“空っぽの心に火を灯す”小説 万城目学が『八月の御所グラウンド』で直木賞受賞の必然性
万城目学が遂にやった。6回目のノミネートとなった第170回直木三十五賞を『八月の御所グラウンド』(文藝春秋)で受賞した。2006年に『鴨川ホルモー』(角川文庫)でデビューした時から、日常と奇想天外な非日常が交錯する不思議な物語を描く「マキメワールド」の創造主として、ファンの心を掴んできた。それでも届かなかった直木賞にやっと届いた『八月の御所グラウンド』とはどのようは物語か。そもそも「マキメワールド」とはどのようなものなのか。
悲願の直木賞受賞作『八月の御所グラウンド』とは
「あなたには火がないから」。そう言われて彼女に振られ、彼女の実家がある四万十川でカヌーを漕いでいっしょに遊ぶ計画も消え去った朽木は、通っている大学がある京都に残って、八月の炎暑に焼かれていた。そこに友人の多聞から誘いがあって、貸した3万円を返す代わりに「たまひで杯」に参加しろと言われる。
「たまひで杯」とは京都の祇園でたまひでという名の芸妓に入れ込んだ6人の男たちが、野球チームを作って競い合っている大会で、もう何十年も同じ夏の時期に開かれていた。朽木は、多聞が師事している教授のチームに入って試合をすることになり、京都御所の隅にあるグラウンドへと朝早くから出かけていった。
『八月の御所グラウンド』は、そんな冒頭を読むだけなら、彼女に振られてぽっかりと開いた心の穴を、野球を通じて埋めていこうとする青春ストーリーに見えなくもない。もっとも、そこは日常にスッと非日常が紛れ込む物語を描いてきた万城目学の小説だ。試合に臨んだものの2試合目でメンバーが足りなくなった朽木のチームに、近くで見ていた「えーちゃん」という男が参加するようになっていった先で、夏の暑さをスッと冷やして居住まいをピッと正させる展開が繰り広げられる。

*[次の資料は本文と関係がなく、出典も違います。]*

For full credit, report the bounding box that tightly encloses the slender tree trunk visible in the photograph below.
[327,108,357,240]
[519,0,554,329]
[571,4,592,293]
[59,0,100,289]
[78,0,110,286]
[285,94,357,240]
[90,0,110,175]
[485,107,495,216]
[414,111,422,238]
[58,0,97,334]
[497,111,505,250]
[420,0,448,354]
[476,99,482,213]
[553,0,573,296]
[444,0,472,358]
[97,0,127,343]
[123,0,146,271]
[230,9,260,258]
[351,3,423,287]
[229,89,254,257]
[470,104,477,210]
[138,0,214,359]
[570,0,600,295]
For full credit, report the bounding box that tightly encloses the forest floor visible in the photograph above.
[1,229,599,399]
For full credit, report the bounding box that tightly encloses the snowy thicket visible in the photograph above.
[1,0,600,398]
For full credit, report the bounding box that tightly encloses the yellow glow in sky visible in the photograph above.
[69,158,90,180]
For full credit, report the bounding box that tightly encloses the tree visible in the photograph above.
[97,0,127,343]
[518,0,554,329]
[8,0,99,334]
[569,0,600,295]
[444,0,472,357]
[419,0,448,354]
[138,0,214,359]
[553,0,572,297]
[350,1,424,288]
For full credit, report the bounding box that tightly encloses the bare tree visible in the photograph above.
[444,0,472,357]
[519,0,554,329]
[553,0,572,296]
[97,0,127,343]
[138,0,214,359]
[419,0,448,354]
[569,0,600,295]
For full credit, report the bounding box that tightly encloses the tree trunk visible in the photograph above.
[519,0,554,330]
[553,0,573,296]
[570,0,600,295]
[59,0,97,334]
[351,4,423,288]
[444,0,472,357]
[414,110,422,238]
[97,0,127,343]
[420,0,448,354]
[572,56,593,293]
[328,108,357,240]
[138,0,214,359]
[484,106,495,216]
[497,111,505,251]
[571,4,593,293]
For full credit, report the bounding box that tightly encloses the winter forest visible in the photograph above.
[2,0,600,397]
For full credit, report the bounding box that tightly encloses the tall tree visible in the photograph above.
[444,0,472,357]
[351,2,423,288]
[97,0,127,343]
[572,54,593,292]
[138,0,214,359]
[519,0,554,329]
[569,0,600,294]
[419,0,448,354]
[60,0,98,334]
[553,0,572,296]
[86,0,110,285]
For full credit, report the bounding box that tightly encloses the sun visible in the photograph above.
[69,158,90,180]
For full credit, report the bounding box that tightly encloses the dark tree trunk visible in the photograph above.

どういうことかは『八月の御所グラウンド』を読んで噛みしめてもらうとして、読み終えた人には空っぽの心に火を付けられたような感覚がもたらされるとだけは言っておく。これから何をしたら良いのか、自分は何をしたいのかといった迷いを改めて自覚して、だったら何かを始めてみようかといった気持ちになれる。そんな小説だ。
「何もない」だけど折れずに書き続けた
何もない空っぽの心に火が着く瞬間を、実は万城目学自身も経験している。エッセイ集『べらぼうくん』(文春文庫)にこんな一文がある。
“自転車に乗って大学の正門を出たところで、正面から風が吹いてきた。風は見事なくらい、何もない自分の真ん中を通過した。その瞬間、この気持ちをどこかに書き残さないといけない、と思った”
万城目学はここから猛然と小説を書き出し、29才で小説家デビューを果たした。ただし、風が通り過ぎるくらい、何もない自分を恥じて小説を書き始めたということではなさそうだ。『べらぼうくん』ではこう続く。
“四回生になって就職活動が始まると同時に、これだけ己の内側を透明に染めて占拠しているこの感覚も忘れさってしまう、そこにあったという事実さえも思い出せなくなってしまうだろう、そんな予感がしたのである”
空っぽであることをまず認め、それすらも貴重なものだと感じた上で、次へと向かって歩き始める。そうした自身の経験が、『八月の御所グラウンド』という小説には、これまでの作品の中ででも濃く反映されているところがある。
「あなたには火がないから」と彼女から言われた朽木は、吹いてきた風に気付かされた若い頃の万城目学のよう。そして、成り行きで参加した野球大会の中で、やりたいことがあったのにできなかった人たちの存在に気付いて背筋を伸ばす。そんな朽木を通して読者も同じように背筋を伸ばし、何かを始めてみようと思うのだ。
過去に何度も直木賞にノミネートされながら届かなかった万城目学の小説が、今回ようやく届いた背景には、そうした作者の思いといったものが滲み出ていたからかもしれない。加えて、どこに連れて行かれるか分からない展開で、読者を引きつけてきた「マキメワールド」も健在とあって、選考委員に強く響いたのかもしれない。